Mike DiCenso wrote:Another possible indicator of GCS firepower can be found in TNG's "A Matter of Time", where the E-D attempts to remove a thick layer of volcanic dust from Earth-like planet Penthara IV's atmosphere. The dust was such a large amount that it was effectively blocking all sunlight around the entire planet.
The E-D attempts to remove the dust using her ventral saucer phasers, but at the risk that, if the variance in the phaser's power output is off by more than 60 gigawatts, a chain-reaction will occur that will completely burn of the Pentharan atmosphere! Suffice to say, the process is sucessful, and only the volcanic dust is burned off.
A long time ago, I once calculated under some conservative assumptions that the amount of energy generated by the burn-off attempt was conservatively in the range of 183 gigatons over 11 seconds. This assumed that the amount of dust in the Pentharan atmosphere was only equal to the moderately large explosive
volcanic eruptions of Krakatoa in 1883, which blasted more than 10 cubic kilometers of dust into the Earth's atmosphere.
While Krakatoa certainly had signficant effects on Earth's global climate, some lasting for a number of years after the event, it did not do so (thankfully) to anything like the effect that the Penthara IV volcanoes did in effectively blocking all sunlight from reaching the surface of the planet, and so 183 gigatons is likely a highly conservative estimate.
It's been a while. Anyone want to take a crack at assessing the Penthara IV event?
-Mike
Mr. Oragahn wrote:
I remember our argument over the 60 GW variance thing, but it was settled rather satisfyingly. Now, this is puzzling. What did this atmosphere had so special that a chain reaction could be started if you dumped too much energy in it?
I'am sorry, but nothing of the sort was done, except in your viewpoint. You simply refused to except that the 60 GW variance was a critically tiny fraction of the total output, despite characters like Geordi and Picard implying or outright stating that it was.
There were no technobabble elements or anything. The only thing was that the dust had by that time become simply electrostatically charged, and the phaser blast was going to turn the dust into high energy plasma so that it could be drawn upward through the E-D's navigational deflector beams and shields, and then shunted out into space (essentially they were turning the E-D and her deflector into a giant lightning rod).
Mr. Oragahn wrote:
Did the volcanos release some exotic element which was contained within the mantle thus far or what?
Again, no exotic elements, the dust had merely become electrostatically charged. But that is neither here nor there. One interesting part about all this is, regardless of the phaser power, the ionized plasma energies would in the hundreds of gigatons range at minimum, and yet the E-D's shields held out against it, and even held it while the E-D rotates for several seconds to point the deflector dish out into space and vent the plasma. So if shields are that strong, then the phasers and torpedoes themselves by default must be strong enough to punch through them, therefore at least high-megaton range to low-end gigaton weapons yeilds are implied here.

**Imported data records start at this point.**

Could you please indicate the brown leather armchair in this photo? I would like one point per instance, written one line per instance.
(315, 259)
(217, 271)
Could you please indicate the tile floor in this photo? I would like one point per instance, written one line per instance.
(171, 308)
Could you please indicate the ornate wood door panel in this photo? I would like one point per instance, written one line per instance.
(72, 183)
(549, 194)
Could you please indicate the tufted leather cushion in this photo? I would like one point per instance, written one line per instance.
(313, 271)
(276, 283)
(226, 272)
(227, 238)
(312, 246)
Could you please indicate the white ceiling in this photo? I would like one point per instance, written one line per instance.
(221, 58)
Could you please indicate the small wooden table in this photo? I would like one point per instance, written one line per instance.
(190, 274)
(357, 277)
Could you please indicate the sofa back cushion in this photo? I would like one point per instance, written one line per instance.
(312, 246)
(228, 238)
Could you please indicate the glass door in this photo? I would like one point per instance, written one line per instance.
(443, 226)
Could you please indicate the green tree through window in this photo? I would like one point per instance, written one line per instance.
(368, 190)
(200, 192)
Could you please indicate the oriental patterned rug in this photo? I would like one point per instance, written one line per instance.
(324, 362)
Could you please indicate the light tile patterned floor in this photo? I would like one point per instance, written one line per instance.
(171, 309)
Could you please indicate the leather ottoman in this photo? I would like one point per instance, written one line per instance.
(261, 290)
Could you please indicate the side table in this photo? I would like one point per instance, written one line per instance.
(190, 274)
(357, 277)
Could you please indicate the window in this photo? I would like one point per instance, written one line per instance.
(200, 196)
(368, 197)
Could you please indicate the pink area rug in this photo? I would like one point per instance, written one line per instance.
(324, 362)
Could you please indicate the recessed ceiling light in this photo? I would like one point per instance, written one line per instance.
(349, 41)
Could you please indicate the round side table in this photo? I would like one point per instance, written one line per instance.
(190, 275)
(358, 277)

What I was actually asking, if you read more carefully, is what the calculated energies needed to turn the volcanic dust into a plasma, regardless of where the energy comes from: i.e. the phasers, chain-reaction, ect.
For example, how much total dust would need to have been deposited into Penthara IV's atmosphere by the volcanoes to utterly blot out the sunlight around the entire planet such that within a day or two, it was snowing heavily in otherwise were once warm temperate and or tropical climates?